Sunday quickies and one-liners
Mary Worth, 8/30/09
Could there be anything more delightful than the third panel of Sunday’s Mary Worth? My guess is no! Mary and Tobey are clearly bombed out of their minds after spending three hours drinking their lunch as usual; Tobey attempts a sloppy high-five in celebration of terrible couples bound more tightly together in dysfunction’s death grip, while Mary leaves her hanging and stares glassily into the middle distance. Things go downhill a bit as she ruminates on all the societal ills that her meddling has somehow failed to rectify, but I love the transition between the penultimate and final panels. Could love help overcome these important problems? As panel three demonstrates, clearly not, because if this is love, then love is repugnant beyond description.
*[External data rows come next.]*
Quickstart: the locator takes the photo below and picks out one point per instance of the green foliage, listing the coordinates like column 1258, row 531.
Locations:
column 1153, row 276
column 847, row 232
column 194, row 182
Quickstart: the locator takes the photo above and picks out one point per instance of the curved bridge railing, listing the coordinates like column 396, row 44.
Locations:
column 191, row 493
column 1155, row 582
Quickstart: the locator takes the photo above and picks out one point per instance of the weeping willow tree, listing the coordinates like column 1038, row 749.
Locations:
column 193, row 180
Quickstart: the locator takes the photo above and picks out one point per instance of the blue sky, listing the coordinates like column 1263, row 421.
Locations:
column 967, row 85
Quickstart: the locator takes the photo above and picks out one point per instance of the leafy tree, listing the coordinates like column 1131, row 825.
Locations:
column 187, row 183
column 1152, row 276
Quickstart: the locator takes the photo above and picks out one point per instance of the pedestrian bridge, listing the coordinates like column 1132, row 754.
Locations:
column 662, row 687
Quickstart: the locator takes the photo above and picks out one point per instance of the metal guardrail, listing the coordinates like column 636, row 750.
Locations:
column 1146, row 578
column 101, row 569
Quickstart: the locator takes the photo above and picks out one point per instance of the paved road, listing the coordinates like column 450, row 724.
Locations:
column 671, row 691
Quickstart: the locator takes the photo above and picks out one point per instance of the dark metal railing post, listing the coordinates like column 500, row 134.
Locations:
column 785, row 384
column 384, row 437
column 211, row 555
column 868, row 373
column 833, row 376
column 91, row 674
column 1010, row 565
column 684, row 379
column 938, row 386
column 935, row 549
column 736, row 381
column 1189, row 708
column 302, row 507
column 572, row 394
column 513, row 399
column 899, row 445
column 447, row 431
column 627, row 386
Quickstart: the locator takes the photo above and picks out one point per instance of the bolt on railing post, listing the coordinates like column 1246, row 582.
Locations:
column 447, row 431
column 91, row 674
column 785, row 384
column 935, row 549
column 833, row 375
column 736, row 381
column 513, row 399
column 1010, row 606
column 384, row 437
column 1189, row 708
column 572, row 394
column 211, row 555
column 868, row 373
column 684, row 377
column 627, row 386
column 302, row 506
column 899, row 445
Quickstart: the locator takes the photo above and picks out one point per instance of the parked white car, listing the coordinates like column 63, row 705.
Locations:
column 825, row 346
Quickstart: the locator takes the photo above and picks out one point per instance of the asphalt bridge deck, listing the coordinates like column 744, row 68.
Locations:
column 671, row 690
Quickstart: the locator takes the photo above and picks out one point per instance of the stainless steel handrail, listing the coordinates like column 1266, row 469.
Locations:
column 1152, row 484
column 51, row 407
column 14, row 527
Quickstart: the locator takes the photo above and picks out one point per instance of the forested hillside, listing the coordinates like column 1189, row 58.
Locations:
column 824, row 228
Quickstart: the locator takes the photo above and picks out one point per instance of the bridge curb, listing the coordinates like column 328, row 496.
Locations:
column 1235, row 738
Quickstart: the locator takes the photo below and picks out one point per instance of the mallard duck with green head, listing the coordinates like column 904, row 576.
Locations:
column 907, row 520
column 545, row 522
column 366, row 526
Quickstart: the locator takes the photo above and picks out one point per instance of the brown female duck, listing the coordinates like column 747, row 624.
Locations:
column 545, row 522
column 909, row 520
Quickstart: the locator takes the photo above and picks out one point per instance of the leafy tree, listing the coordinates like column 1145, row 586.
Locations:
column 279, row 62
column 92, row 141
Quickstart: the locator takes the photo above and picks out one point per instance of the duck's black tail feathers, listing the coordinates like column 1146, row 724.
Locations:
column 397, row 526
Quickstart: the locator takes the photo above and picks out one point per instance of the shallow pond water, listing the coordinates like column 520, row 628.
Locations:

Ha ha, the heat is killing him! It’s funny because a prisoner locked in a hotbox and left out to broil in the desert sun would literally die, from the heat.
August 30, 2009, will forever be remembered as “the day Marvin showed us his ass-crack, and nobody stopped him.”
Now that family-friendly Disney has purchased Marvel, I’m afraid our saucy NEXT! box will have to stop hinting at hot mutant-on-cyborg-on-spider-bite-enhanced-dude action.
Slylock Fox, 8/30/09
Solution — The chain may be too strong for the saw, but Slylock’s leg isn’t. Slylock will plead for his sidekick to reconsider, but Max will just think back to years of condescension and abuse, and smile.